The US Senate on Thursday confirmed Jim Bridenstine, a Republican Congress member, as the next NASA head. He is the first member of Congress to hold the position. The post was vacant since January 2017.
Bridenstine began his Naval aviation career flying the E-2C Hawkeye off the USS Abraham Lincoln aircraft carrier. It was there that he flew combat missions in Iraq and Afghanistan and gathered most of his 1,900 flight hours and 333 carrier-arrested landings. While on active duty, he transitioned to the F-18 Hornet and flew at the Naval Strike and Air Warfare Center, the parent command to TOPGUN, the release stated.
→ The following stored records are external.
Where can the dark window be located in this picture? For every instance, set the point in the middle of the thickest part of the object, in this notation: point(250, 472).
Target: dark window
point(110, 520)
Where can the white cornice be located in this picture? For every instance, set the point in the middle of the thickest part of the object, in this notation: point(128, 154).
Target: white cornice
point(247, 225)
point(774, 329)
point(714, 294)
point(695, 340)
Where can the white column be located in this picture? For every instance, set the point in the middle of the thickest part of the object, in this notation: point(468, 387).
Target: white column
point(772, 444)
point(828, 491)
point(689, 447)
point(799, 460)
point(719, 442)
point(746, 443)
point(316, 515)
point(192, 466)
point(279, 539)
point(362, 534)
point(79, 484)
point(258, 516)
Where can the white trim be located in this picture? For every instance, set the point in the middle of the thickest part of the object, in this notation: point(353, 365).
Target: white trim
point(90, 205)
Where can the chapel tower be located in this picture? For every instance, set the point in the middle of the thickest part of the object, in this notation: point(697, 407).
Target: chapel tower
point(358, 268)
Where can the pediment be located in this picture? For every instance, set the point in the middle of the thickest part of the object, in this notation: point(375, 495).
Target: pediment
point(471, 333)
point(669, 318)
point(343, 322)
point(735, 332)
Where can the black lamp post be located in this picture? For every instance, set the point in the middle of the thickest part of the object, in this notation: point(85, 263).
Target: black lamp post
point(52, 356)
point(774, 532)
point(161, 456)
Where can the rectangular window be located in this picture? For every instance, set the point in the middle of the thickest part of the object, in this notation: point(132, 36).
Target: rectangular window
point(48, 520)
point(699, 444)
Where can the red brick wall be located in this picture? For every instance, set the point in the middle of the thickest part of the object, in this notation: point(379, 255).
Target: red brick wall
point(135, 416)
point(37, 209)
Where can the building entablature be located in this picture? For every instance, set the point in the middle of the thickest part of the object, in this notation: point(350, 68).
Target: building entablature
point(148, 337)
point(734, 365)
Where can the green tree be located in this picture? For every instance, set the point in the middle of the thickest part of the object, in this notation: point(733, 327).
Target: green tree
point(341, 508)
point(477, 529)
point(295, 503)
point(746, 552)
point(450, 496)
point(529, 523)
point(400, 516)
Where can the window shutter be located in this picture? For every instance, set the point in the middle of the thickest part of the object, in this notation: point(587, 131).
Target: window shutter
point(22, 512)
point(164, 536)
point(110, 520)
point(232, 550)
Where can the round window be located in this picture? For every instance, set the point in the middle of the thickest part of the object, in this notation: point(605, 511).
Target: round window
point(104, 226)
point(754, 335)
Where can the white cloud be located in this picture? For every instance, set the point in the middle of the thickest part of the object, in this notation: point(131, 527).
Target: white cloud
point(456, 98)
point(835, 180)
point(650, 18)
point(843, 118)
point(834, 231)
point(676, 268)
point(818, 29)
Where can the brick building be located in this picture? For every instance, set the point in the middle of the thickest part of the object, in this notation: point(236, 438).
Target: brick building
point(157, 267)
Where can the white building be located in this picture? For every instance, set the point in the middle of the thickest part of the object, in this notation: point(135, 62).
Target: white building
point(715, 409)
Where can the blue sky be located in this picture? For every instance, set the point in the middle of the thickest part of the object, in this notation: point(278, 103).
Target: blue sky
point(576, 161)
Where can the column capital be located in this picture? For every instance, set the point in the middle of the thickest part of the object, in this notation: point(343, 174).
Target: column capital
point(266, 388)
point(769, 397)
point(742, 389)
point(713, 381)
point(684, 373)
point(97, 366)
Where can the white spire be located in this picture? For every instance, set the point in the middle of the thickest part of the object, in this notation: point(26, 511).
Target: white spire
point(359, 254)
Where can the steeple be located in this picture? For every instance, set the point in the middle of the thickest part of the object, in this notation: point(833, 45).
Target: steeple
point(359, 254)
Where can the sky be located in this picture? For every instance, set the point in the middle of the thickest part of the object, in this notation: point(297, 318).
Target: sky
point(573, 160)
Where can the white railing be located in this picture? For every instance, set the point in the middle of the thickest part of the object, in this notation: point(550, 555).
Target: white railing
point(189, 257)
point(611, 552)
Normally, NASA administrators are selected from within NASA’s ranks and they come from the military or have a background in science. Bridenstine once ran the Air and Space Museum in Tulsa and also sits on the House Committee that oversees NASA, according to a report by Vox.
“It is an honor to be confirmed by the United States Senate to serve as NASA Administrator,” said Bridenstine. “I am humbled by this opportunity, and I once again thank President Donald Trump and Vice President Mike Pence for their confidence. I look forward to working with the outstanding team at NASA to achieve the President’s vision for American leadership in space.”
The Democrats opposed his nomination unanimously and few members from his own party were worried about giving the job to a politician.
NASA is “the one federal mission which has largely been free of politics,” Florida Sen. Marco Rubio said in September 2017. “I just think it could be devastating for the space program,” he added.
President Trump nominated Bridenstine in September, and he was cleared by the Senate Commerce Committee in November.
According to a report by Guardian, in the coming years, NASA will be launching many important missions, including the long-delayed James Webb Space Telescope. NASA is also planning to launch the Parker Probe Plus, a spacecraft to study the sun. It also needs to decide whether to extend the mission of the International Space Station. ISS is scheduled to cease operations in 2024, a date set by President Obama in 2014. The ISS needs continuous resupply of water and its life-support technology often needs repair with spare parts that are shipped from Earth.